Sebenarnya yang memesan nasi box itu adalah sahabat Sabila. Sudah hampir 3 tahun kegiatan ini dilakukan.
Saat semua anak panti pulang, tinggallah Bila dan sahabatnya menikmati kebersamaan. Jarang-jarang mereka bisa kumpul seperti saat ini.
"Bila! Sebelumnya aku pergi ke kontrakan mu. Tapi menurut orang yang tinggal disekitar kau tidak tinggal disana lagi." Tanya Jena, sahabat Sabila.
Cukup lama mereka saling diam sampai akhirnya Jena pun membuka suaranya, karena melihat raut wajah Sabila yang berubah sendu.
"Apa kau punya masalah sampai sepanjang acara tadi kau menampilkan senyuman palsu?" Tanya Jena.
Sabila menggelengkan kepala. Rasa sakit yang dia rasa cukup dirinya saja yang tahu, tak perlu membaginya dengan orang lain.
"Apa kamu sakit, Sabila? Tubuhmu terlihat lebih kurus dari sebelumnya." Ucapan Jena membuat Sabila tersenyum, sahabatnya ini selalu memperhatikan detil dirinya.
"Oh ya, Si Hendra itu kemana? Tumben dia tidak mengekor hari ini! Apa dia sudah punya banyak uang, jadi tidak tertarik dengan hasil catering hari ini?"
"Sekarang dia punya kesibukan lain."
"Biasanya walau sesibuk apapun dia, pasti kalau urusan uang akan diusahakan hadir. Apa jangan-jangan...?" Jena menaik turunkan alisnya menggoda Sabila.
"Jangan-jangan apa?! Tidak usah berpikiran yang aneh-aneh."
"Hmm, iya iya. Lagian kan bukan tanpa sebab juga aku berkata seperti itu." Jena memajukan bibirnya 5 cm, membuat Sabila tersenyum karena gemas.
"Baru 2 bulan kalian menikah, tapi banyak perubahan pada dirimu. Dulu kamu wanita karir, La. Cantik terurus, badan berisi tidak seperti sekarang kurus begini."
Sabila menoleh pada jena kemudian menarik telinga nya. "Oh, jadi maksudmu aku sudah tidak cantik lagi.
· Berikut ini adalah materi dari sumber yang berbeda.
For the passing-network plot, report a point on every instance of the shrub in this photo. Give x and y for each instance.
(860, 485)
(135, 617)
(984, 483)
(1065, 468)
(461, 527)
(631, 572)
Apa aku sudah seperti nenek-nenek karena kurus?" Ucap Sabila.
"Ahhh, Bila! Ampun!"
Sabila puas menjewer Jena, mereka tertawa lepas. Jena menoleh ke arah Sabila, kini senyum yang terlihat adalah senyum tanpa beban.
"Tetaplah menjadi wanita kuat, Sabila." Gumamnya dalam hati.